How do you make it scale exponentially?
Even the most naive version I can come up with would only scale quadratically.
And it's fairly easy to come up with a linear version. I can elaborate on that, if you are interested.
Thanks for providing this useful tool!
The Readme writes:
When you have a group of, say, N files of uniform size S bytes each, then you need to to read N S bytes to compute all the hashes. In contrast, to compare them byte-by-byte for equality, you need to read N S bytes.
You might notice that both values are the same.

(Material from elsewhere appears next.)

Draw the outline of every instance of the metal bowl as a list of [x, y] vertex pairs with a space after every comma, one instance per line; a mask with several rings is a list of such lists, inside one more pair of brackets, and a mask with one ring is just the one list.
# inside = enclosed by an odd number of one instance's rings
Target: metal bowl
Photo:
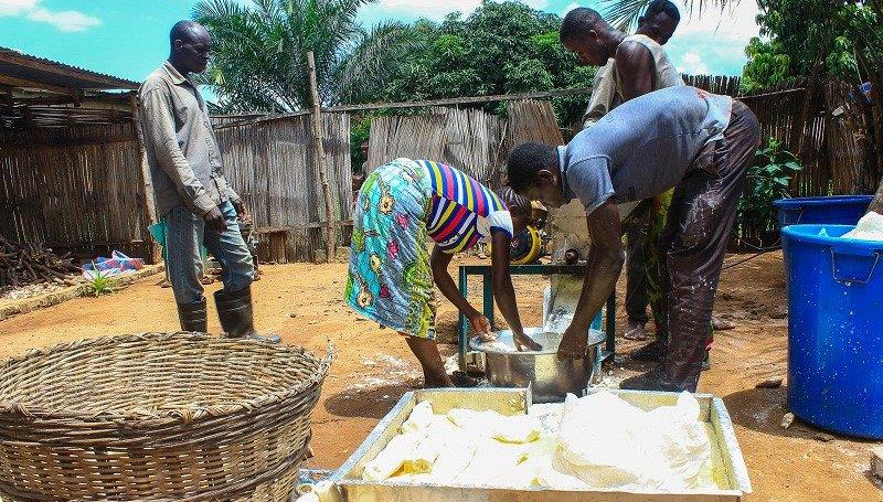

To make the byte-for-byte comparison work you need to be somewhat careful about the order you read in: I assume you want to avoid having the whole N * S bytes in memory at the same time. On the one hand, that's a complication. On the other hand, you can simplify because you no longer rely on the hash for correctness, only for speed.
Here's a sketch:
If N is less than outrageously large, you can (conceptually) divide the files into chunks, 'zip' up the chunks, and the compare all the first chunks of all files, then all the second chunks of all files, etc. (Smaller chunks size needs less memory, bigger chunks size might be more efficient for reading. But the benefits of bigger chunks are quickly diminishing, even for spinning Rust.)
If N * chunks size is still too large, you can further split and compare some number M << N chunks at the same time, and use divide and conquer. (I can elaborate, if you are interested.)
Does this seem reasonable? Did I miss anything?